Both the United States and Britain suffered because their economies were overly reliant on the financial sector’s artificial profits; living standards for the many worsened while the economic rewards skewed to the top 1 percent; a capitalist model encouraged short-term decision-making oriented toward quarterly profits rather than long-term health; and vested interests — from giant banks to media moguls —were deemed too big to fail or too powerful to challenge.

We need to recognize that the trickle-down promise of conservative theorists has turned into a gravity-defying reality in which wealth has flowed upward disproportionately and, too often, undeservedly. To address properly the squeeze in middle-class incomes on both sides of the Atlantic requires fresh thinking from governments about how people train for their working lives and what a living wage should be.

Note the term “artificial profits.”

I’ve just finished watching a BBC production “The Way We Live Now.” It stars the inestimable David Suchet (better known as Hercule Poirot) as a rich “Jew,” Augustus Melmotte (Anthony Tollope reveals the stubborn racism of late 19th century Britain), who comes to England to make more money and gain public respect by winning a seat in parliament. His reputation precedes him, as London’s entrepreneurs anxiously curry favor with him, despite his Jewishness. Well, Melmotte is his century’s equivalent to Kenneth Lay or Bernie Madoff.

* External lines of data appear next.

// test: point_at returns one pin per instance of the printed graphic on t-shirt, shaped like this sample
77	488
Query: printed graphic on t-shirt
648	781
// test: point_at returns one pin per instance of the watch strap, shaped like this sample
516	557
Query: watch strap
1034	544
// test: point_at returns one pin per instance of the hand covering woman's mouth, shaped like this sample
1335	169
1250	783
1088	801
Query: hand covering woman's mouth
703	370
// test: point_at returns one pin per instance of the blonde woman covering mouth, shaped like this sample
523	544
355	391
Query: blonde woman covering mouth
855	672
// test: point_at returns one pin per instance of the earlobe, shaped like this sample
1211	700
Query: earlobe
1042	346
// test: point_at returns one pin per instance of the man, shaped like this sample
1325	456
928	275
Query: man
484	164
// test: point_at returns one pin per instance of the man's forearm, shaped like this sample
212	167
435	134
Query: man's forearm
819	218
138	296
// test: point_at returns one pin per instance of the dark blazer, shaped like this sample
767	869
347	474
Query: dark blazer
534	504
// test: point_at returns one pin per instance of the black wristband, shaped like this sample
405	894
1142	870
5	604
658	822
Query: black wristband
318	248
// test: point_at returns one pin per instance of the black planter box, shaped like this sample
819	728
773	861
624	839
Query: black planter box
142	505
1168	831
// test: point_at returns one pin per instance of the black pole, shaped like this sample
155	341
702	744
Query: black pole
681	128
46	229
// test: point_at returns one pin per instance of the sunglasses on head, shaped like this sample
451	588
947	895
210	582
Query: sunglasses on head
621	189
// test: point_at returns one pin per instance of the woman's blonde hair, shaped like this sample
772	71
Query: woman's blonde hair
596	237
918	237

He creates a corporation, ostensibly to build a railroad from Utah to Mexico. But he has no such intention. He just wants rich men to purchase shares, then watch their buying bid up the stock. He then uses the market value of the phony company to secure a sizable loan, which he intends to use to start another company, and so on. An earnest and honest engineer who really wants to build the railroad visits the alleged route only to discover that little, if any, money has been spent to secure land or acquire equipment. It’s a “sham,” he says. The engineer returns to London to blow the whistle, and everything begins to unravel. The company’s shares plummet; the bank calls in its loan. But Melmotte has put all of his wealth in his daughter’s account to protect his fortune. Long abused by her father, she refuses him the money. Melmotte announces that he’s “ruined,” then commits suicide.

A fictional account, this was. Nevertheless, it foreshadows the present-day rise of the financial sector and its “artificial profits” and “crony capitalism.” Building an economy on a house of cards is not a very good idea. Miliband:

And governments must remember they are elected to serve the people, not the powerful lobbies who can pay for access or influence. Too often the real enemies of market capitalism are some of the leading beneficiaries of the current model, which favors price-gouging cartels and consumer exploitation.

Keynes said that he was trying to save capitalism from itself, though he didn’t much care for large governments. After all, he had made a fortune in the market and wanted that others could do the same. But Keynes also recognized the critical role governments must assume during recessionary periods. (His General Theory was published during the Great Depression.)

Perhaps we’re at a crossroads. But I can’t imagine the soul-searching at Davos resulting in all-out efforts to ape the Chinese.

I, for one, hope that there are still some adults in the room who will dare expose the naked emperor, who has been allowed to play too long without supervision. Western capitalism isn’t working for the Rest of Us, and there may come a day when even “artificial profits” are the stuff of dreams. To that I would say, “Good riddance to bad rubbish.”